Kevin Puts is often described as one of the most important American composers of his generation. Improvising on the piano for fun since he was around 8 years old, he went on to study piano and composition at university—first at the Eastman School of Music, and then at Yale. His talent for composition was recognized early on: at just 24 years of age, he was simultaneously appointed Composer-in-Residence for the New York-based organization Young Concert Artists and for the California Symphony. Puts is not yet 45 years old but his work has already garnered several prestigious honours, including the Pulitzer Prize for Music (2012) for his opera Silent Night (2011), and his works are performed by such internationally renowned artists and ensembles as the New York Philharmonic, the Los Angeles Chamber Orchestra, the Mirò Quartet, and cellist Yo-Yo Ma.

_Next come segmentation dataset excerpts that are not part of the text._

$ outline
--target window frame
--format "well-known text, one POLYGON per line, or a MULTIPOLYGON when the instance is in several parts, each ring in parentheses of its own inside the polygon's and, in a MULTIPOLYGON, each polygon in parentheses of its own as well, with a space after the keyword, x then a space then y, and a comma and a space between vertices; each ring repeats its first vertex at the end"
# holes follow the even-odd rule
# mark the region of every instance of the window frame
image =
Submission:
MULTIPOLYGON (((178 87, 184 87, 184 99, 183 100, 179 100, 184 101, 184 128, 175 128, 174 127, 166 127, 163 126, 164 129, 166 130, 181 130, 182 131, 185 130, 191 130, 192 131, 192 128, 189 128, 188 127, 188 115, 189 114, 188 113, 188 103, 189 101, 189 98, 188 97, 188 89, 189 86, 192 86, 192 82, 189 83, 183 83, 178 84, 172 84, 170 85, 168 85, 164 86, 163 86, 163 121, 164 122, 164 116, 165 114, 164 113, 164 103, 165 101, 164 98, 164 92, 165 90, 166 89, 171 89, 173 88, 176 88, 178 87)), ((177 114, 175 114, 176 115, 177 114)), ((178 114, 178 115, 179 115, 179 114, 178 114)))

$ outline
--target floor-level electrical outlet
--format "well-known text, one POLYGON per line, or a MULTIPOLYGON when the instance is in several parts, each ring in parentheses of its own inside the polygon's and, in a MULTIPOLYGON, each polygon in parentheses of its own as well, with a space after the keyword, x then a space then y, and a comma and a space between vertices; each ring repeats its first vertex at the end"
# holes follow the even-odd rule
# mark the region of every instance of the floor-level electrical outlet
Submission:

His output includes some fifty works and is distinguished by its stylistic, formal, and instrumental diversity. On the one hand, his musical style could be qualified as “neo-Romantic,” due to its references to 19th-century music, in particular to that of Beethoven (Inspiring Beethoven, 2001; Trio-Sinfonia, 2006; Lento Assai, 2008). Nevertheless, this has not prevented Puts from experimenting with other musical styles, such as minimalism or popular music (his Symphony No. 3, Vespertine” is inspired by the album of the same name by Björk).With his Symphony No. 1 (1999), Puts started framing his works within the broader context of contemporary issues, such as school violence (Dark Vigil, 1999), the fallout of 9/11 (Falling Dream, 2001, and Symphony No. 2, 2002), the war in Iraq and in Afghanistan (Clarinet Concerto, 2009), and climate change (Hymn to the Sun, 2008, and Night, 2008). His only opera to date, Silent Night, can be read in this light: it deals with the absurdity of war, with brotherhood. In an interview appearing in the Denver Post on April 10, 2009, Puts, in discussing his compositional approach, stated: “Basically I'm really trying to say something that is going to have impact on the audience [...] I won't compromise my style, but the decisions I make from the very first bars are about: How do you keep people wanting to listen?” The response to his works seems to indicate that he has succeeded.